Dankjewel voor je wijze woorden, Bertie! Niet de krochten in, maar wat vooraan ligt – dat is een goede raad. Wat heerlijk dat jij zingt vanaf je geboorte. Dat had ik ook wel mee willen krijgen. Ik begon gelijk te praten…
Ik heb dus ook helemaal niet gedacht aan een lied. Dat had mij ook niet echt geholpen, want weet je, ik kan de tekst altijd maar half verstaan, alleen Boudewijn de Groot met meneer de President was heel duidelijk, maar om dat nou te gaan voordragen maandag…. Hallo meneer de President…. Dan krijg ik van de zenuwen een lachstuip. Overigens zing ik hier in huis zeer lustig, maar ja, wel met eigen woorden. De liedjes die ik ken, zijn kinderliedjes. ‘Onder gedonder, stortend naar onder, woest waait…..’ o, die ben ik ook al vergeten.

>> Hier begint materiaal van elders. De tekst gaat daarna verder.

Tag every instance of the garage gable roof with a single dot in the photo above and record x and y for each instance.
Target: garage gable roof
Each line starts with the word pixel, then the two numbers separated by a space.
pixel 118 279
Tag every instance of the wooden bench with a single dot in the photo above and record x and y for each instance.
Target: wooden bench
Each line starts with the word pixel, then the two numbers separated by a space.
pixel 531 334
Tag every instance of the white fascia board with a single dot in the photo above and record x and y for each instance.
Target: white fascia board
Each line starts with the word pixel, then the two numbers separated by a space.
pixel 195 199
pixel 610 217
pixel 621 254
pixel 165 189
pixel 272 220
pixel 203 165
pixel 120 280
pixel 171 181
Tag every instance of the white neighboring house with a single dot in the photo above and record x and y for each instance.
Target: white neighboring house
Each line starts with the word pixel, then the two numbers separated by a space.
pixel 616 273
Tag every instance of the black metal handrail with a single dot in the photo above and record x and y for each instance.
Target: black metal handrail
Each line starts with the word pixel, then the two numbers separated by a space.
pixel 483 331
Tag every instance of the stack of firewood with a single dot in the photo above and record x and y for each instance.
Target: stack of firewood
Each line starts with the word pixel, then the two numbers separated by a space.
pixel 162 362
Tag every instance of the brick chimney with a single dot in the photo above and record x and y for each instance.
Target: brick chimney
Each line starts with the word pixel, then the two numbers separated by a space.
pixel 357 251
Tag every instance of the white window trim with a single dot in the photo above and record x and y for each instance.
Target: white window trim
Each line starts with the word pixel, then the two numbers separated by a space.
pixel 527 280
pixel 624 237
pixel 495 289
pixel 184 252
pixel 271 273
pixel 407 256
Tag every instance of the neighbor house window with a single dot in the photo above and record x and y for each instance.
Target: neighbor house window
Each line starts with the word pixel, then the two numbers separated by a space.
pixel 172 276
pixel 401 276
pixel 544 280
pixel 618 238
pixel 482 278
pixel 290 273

Kan ik niet koken, kan ik niet zingen, kan niet onthouden en het regent ook nog dat het giet….. ik ga maar eens servies aan diggelen gooien – en in heel andere volgorde op een pilaar plakken voor in de tuin….. en morgen zal ik verder vertellen over mijn aandoenlijke, dappere, navolgenswaardige volharding in de strijd andermans woorden eigen te maken…..
Hoi Anne,
Ik ben zo benieuwd naar alle stemmen en het mysterieuze wat er toch wel om heen hangt.
Ik heb een gedicht gekozen.
Ik las nooit meer gedichten.
Op school kregen we “Achtien doden” van Jan Campert.
WO II heeft altijd een enorme indruk op me gemaakt als kind.
Ik kende het uit mijn hoofd.
Door een goede vriendin, die me gedichten stuurde ben ik er gevoeliger voor geworden. Wat Bertie zegt is ook wel een goed idee.
Ik ben er nog niet helemaal uit.
Bij scheikunde moest ik zo veel uit mijn hoofd leren en ik weet het nog allemaal.
Talen kwamen me aanwaaien, maar scheikunde moest ik echt leren.
De eerste twintig elementen van het Periodiek Systeem, de verdringingsreeks en alle valenties, zuurresten en alkanenreeksen.
Dit wordt een ultieme test of ik het nog kan, iets uit mijn hoofd leren.
Het moet onder hoogspanning, dan gaat het het beste.
Gisteren las ik dat Menno ter Braak een Tielse jeugd heeft gehad.
Hij zat op het Gymnasium waar jij ook op zat.
Tiel vervulde een streekfunctie met ca 11.500 inwoners.
Ook voor de welvarende dorpen aan de óverkant’.
Hij verbleef lange tijd bij zijn Oom, die huisarts van Tiel en Omstreken was.
Zijn karakter werd toch vooral bepaald door de majestueuze rivier de Waal,
rustig voortstromend in haar 320 meter brede zomerbed, kolkend in haar 1100 meter brede winterbed.
De pont naar Wamel was een tijd lang een gierpont.
Naderhand kwam de Gijsbert Stout als sleepboot er naast en voer de pont dus met een motor.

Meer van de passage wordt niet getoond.